Is the Stentplus program making a positive impact at your institutions? If so, how?
Shroff: It’s definitely making a positive impact among our cardiology community. It augments and adds consistency to our patient-education process, and reinforces the quality aspect of the interventional program. For a long time, we associated quality with angiographic outcomes and immediate complications, but the long-term care sometimes was overlooked. The Stentplus Program sends the message that our patients are still under our care after they have left the hospital.
The Joint Commission on the Accreditation of Healthcare Organizations routinely audits hospitals on quality of patient care. Does the Stentplus Program help to improve your cath lab’s quality of patient care?
Kondos: Yes. As patients become more compliant with their medications, we are improving our quality of patient care. One of the quality indicators in the ACC/PCI registry is re-intervention, so this database will help us to quantify the impact of the Stentplus Program.
What tools has the Stentplus Program provided to help your DES patients stay on the dual anti-platelet therapy that you prescribe for them?
Kondos: The educational material is written at the appropriate level for our patients, who are not always in tune with medical terminology, so they can learn about their stent and the reason for its placement. The program includes a DVD that provides patient education about coronary artery disease, percutaneous coronary interventions and stenting, and the importance of anti-clotting medication.

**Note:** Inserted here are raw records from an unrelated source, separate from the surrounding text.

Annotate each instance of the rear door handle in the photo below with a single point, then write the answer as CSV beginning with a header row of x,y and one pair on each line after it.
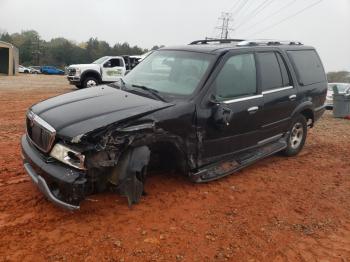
x,y
292,97
253,109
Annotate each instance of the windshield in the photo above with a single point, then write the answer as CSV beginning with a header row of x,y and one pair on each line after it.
x,y
342,88
100,60
172,72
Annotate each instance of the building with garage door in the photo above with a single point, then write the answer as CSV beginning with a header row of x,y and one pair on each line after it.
x,y
9,59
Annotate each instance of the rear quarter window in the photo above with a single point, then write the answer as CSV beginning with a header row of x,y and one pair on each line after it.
x,y
308,67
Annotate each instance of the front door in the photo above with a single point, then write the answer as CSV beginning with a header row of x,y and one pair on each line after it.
x,y
233,119
113,69
280,96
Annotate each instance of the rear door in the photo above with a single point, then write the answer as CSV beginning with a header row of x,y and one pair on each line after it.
x,y
280,95
113,69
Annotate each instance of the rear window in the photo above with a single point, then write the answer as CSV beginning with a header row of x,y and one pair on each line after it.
x,y
308,66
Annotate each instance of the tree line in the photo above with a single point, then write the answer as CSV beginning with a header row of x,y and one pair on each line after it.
x,y
62,52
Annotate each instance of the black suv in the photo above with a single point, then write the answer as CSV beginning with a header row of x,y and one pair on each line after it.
x,y
208,108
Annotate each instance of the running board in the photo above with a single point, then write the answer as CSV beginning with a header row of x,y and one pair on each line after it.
x,y
227,167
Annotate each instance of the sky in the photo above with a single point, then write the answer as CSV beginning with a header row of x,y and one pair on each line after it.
x,y
326,25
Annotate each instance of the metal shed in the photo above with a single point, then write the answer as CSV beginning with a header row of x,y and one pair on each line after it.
x,y
9,59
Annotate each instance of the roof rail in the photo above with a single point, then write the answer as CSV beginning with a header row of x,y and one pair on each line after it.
x,y
220,41
267,42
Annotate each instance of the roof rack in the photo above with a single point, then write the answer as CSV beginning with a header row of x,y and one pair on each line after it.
x,y
219,41
267,42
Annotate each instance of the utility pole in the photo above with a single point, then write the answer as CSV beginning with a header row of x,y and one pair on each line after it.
x,y
225,26
36,50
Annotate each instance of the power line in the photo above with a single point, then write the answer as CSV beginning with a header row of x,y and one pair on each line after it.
x,y
239,8
287,18
234,5
270,15
257,10
225,27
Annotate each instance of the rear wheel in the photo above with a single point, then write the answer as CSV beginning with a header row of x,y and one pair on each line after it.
x,y
90,82
297,136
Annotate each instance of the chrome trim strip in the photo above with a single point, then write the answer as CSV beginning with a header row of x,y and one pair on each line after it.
x,y
270,139
35,118
241,99
252,109
277,90
43,187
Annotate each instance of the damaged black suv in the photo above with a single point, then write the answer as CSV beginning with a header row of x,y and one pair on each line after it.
x,y
208,108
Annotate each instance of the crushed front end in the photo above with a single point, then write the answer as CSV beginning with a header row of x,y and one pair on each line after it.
x,y
66,171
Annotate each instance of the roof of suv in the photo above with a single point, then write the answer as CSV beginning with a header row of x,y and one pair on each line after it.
x,y
220,46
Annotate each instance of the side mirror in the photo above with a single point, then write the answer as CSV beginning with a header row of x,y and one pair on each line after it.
x,y
107,64
222,114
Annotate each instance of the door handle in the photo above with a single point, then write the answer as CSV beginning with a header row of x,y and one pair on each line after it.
x,y
292,97
253,109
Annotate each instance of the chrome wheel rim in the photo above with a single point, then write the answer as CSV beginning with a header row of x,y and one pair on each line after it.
x,y
296,136
91,83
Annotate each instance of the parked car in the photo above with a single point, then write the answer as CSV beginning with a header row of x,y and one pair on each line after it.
x,y
23,69
35,69
51,70
208,109
106,69
343,88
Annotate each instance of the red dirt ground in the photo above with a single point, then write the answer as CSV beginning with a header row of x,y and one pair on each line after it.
x,y
280,209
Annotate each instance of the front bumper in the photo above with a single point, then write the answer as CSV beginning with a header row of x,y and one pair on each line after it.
x,y
73,79
62,185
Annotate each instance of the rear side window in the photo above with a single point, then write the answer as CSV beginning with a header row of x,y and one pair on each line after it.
x,y
270,72
237,77
284,70
308,66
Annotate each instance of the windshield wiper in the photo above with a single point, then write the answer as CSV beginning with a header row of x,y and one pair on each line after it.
x,y
154,92
117,84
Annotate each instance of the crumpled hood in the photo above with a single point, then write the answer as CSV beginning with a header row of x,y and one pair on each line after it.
x,y
82,111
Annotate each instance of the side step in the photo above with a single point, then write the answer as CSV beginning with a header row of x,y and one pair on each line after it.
x,y
227,167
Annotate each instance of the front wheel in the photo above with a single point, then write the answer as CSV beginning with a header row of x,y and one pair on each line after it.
x,y
90,82
297,136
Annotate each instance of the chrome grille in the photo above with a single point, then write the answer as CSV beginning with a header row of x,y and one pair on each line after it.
x,y
71,71
40,133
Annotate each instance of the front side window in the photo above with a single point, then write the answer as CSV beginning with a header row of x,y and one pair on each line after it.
x,y
100,60
237,78
171,72
116,62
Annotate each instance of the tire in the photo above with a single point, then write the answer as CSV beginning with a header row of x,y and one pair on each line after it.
x,y
88,82
297,136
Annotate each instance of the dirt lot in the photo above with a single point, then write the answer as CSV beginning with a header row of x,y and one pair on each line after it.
x,y
280,209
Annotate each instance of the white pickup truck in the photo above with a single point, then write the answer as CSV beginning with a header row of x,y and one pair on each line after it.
x,y
104,70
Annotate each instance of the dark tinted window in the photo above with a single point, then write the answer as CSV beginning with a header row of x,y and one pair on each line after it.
x,y
308,66
271,76
285,73
237,77
116,62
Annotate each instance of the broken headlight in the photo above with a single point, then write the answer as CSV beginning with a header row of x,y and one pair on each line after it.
x,y
68,156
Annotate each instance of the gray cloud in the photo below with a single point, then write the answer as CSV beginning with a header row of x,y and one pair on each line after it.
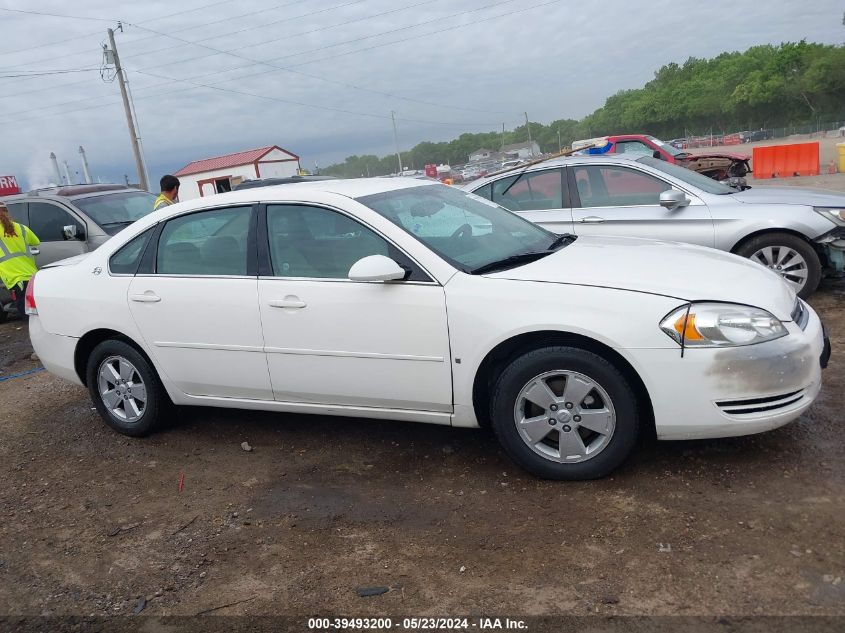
x,y
560,60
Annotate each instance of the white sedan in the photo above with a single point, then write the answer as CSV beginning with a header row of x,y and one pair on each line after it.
x,y
408,300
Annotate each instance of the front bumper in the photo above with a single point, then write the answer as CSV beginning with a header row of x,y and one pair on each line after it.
x,y
54,351
735,391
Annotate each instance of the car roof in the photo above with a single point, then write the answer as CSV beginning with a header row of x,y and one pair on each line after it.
x,y
561,161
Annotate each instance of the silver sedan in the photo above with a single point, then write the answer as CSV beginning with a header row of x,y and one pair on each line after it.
x,y
800,233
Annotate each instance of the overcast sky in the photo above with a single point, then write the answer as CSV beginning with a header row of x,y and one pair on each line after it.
x,y
338,67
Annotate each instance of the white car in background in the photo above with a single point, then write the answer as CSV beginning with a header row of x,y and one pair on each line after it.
x,y
407,300
799,233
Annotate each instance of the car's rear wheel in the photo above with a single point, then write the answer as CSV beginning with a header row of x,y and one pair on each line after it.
x,y
789,256
125,388
565,413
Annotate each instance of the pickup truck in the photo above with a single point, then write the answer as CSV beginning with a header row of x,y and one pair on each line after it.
x,y
722,166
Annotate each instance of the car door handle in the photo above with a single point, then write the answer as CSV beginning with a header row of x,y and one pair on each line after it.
x,y
147,297
288,302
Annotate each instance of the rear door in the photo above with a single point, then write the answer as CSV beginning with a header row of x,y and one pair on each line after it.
x,y
622,200
48,220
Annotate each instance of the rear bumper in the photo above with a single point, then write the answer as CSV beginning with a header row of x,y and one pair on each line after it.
x,y
54,351
735,391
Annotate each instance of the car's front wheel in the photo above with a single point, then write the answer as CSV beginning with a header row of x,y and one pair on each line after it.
x,y
789,256
565,413
125,388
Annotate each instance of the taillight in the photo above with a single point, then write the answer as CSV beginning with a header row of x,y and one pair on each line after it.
x,y
29,298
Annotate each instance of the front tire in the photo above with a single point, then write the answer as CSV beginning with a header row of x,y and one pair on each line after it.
x,y
789,256
565,413
125,389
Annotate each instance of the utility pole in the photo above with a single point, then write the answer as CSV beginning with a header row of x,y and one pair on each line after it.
x,y
528,127
85,166
130,122
396,141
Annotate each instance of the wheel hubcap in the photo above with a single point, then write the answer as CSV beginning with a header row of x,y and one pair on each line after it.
x,y
788,263
564,416
122,389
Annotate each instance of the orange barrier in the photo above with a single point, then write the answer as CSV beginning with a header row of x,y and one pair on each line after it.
x,y
784,161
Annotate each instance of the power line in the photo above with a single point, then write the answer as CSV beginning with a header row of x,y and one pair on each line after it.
x,y
56,15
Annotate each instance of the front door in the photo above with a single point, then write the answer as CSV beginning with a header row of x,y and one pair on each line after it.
x,y
620,200
197,305
47,220
330,340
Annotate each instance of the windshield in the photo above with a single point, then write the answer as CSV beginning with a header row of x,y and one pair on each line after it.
x,y
116,210
688,176
666,147
469,232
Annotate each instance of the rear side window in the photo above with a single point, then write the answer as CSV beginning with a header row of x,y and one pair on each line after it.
x,y
126,260
206,243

The DVD is now part of our in-house video program, so all patients view it prior to discharge. Patients can also take the DVD home to watch with family members, who are critically involved in helping with compliance by refilling, picking up and administering medications. The program also provides tools to clearly communicate the full duration of their prescription and remind them to take it each day and fill prescriptions each month.

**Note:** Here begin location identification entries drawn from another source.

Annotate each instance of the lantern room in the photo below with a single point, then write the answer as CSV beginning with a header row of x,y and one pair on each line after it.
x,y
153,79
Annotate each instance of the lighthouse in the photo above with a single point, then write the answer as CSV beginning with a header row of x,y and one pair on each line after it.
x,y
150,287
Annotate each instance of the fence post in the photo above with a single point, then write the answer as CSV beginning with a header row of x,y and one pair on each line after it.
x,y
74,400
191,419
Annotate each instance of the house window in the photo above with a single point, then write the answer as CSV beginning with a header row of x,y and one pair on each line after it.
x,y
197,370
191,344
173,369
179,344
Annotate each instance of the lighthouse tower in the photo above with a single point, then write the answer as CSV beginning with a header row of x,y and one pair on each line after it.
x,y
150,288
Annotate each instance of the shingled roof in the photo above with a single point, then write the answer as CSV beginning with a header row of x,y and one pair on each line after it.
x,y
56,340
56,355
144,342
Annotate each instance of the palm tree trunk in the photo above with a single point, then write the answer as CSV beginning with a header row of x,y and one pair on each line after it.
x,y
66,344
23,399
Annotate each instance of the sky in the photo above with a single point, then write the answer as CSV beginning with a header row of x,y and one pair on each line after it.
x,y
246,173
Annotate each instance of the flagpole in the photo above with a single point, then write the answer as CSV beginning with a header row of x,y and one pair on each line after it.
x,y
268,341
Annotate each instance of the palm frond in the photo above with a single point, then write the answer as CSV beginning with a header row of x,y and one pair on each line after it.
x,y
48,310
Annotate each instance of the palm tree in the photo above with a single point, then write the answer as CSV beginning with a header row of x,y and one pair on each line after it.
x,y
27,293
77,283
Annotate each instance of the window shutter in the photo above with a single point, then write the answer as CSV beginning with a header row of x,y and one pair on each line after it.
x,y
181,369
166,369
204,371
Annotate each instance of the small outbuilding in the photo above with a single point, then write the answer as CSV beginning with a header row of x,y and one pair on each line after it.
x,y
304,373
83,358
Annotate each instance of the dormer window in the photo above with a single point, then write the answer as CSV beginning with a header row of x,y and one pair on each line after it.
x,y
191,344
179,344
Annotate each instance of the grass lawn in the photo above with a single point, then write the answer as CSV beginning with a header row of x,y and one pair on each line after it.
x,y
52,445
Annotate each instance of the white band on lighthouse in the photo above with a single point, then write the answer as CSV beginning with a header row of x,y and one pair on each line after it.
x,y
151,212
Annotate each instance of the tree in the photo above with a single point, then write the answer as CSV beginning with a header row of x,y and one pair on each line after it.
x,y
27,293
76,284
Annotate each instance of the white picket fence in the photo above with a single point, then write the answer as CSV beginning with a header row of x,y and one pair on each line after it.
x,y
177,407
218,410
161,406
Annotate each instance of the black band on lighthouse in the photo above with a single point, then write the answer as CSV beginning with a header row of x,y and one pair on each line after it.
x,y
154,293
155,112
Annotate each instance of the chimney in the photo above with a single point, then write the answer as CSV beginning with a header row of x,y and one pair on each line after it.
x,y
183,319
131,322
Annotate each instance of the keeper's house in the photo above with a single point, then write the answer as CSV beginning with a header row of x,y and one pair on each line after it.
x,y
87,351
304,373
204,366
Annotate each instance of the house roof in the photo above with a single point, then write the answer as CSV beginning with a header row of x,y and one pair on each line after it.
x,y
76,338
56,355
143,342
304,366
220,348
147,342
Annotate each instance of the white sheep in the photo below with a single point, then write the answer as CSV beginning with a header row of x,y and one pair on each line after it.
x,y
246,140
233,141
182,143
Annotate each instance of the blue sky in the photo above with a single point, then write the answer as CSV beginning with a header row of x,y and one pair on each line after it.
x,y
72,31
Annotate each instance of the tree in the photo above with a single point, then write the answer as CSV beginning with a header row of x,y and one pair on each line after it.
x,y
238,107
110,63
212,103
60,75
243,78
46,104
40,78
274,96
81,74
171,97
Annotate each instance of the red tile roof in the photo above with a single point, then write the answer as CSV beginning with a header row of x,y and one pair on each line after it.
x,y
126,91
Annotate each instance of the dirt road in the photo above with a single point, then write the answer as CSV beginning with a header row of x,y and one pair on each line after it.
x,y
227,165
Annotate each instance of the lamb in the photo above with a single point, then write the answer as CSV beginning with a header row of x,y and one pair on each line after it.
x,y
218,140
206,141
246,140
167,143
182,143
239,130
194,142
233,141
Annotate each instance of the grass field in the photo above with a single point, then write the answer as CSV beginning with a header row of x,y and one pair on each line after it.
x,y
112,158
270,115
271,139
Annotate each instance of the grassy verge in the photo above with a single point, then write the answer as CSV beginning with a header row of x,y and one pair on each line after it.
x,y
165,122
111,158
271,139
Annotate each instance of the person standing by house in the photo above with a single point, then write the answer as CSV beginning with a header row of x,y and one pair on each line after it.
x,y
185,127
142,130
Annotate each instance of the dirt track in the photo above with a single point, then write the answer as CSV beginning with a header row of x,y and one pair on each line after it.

The cost of dual anti-platelet therapy medications is an important factor in explaining why some patients prematurely discontinue their therapy or don’t take it at all. How is your institution addressing this problem with your DES patients who need financial assistance? Shroff: If we think that a patient will benefit from a DES and we’re relatively confident that he or she will adhere to the medication, we use the Stentplus Program to help patients to navigate the financial assistance options provided through private foundations, government programs and prescription discount cards. For example, the Partnership for Prescription Assistance (PPA) provides a single-point access for almost 500 public and private prescription assistance programs to help patients find the one that’s right for them.

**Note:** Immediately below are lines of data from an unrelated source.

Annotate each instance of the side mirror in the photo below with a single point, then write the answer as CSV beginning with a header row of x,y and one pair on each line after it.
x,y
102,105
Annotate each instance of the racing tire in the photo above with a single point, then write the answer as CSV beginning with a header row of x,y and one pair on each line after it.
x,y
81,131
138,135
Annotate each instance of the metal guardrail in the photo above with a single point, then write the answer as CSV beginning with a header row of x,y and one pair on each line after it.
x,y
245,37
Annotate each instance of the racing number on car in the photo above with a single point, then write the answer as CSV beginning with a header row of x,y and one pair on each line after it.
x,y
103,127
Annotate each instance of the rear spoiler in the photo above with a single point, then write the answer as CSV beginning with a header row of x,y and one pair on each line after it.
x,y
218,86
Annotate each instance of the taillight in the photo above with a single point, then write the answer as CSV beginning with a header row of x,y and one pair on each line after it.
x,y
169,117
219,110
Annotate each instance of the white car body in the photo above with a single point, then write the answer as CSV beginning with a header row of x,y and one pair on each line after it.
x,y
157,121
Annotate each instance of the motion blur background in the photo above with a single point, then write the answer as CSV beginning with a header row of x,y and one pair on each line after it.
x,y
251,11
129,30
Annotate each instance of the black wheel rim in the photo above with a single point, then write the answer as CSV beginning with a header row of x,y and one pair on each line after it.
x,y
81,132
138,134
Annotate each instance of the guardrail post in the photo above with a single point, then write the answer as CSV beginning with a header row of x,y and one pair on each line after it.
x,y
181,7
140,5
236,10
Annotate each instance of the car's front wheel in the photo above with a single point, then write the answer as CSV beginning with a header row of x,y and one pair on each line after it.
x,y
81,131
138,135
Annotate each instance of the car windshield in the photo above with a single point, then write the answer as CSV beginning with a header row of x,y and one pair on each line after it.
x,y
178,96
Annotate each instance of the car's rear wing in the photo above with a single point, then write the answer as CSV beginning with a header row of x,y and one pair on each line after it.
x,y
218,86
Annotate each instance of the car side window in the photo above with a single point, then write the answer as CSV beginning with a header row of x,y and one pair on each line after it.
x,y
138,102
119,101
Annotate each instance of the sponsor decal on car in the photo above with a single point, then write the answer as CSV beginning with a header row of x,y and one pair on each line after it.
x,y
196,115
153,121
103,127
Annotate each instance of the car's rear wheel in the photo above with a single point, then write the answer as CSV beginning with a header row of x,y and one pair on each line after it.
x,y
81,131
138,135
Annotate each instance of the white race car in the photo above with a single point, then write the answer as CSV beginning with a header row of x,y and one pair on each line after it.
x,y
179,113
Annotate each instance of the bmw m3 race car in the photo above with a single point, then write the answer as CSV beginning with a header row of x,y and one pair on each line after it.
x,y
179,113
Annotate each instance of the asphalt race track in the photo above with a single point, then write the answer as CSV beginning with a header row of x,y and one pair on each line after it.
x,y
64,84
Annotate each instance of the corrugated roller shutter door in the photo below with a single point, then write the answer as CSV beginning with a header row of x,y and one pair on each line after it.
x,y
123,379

How difficult was the program to implement with your staff?
Kondos: The program was easy to implement. I read the provided materials, met with representatives from Boston Scientific to learn about the program in detail, and then spent a few hours educating the cath lab staff. Implementation was without a hitch. Whether you are a physician, a nurse, or a technologist, the program is very easy to follow.
What would you tell other institutions interested in implementing the Stentplus Program?
Kondos: The bottom line is that this program is the right thing to do. I believe those institutions who offer the Stentplus Program will be leading the way in terms of offering quality care. As administrators, we all care about the quality of patient care we offer at our institutions. The Stentplus Program offers you a way to enhance your service and support of patients, and you should look very closely at this program and how to integrate it into your hospital.
Plavix is a trademark of Sanofi-Aventis.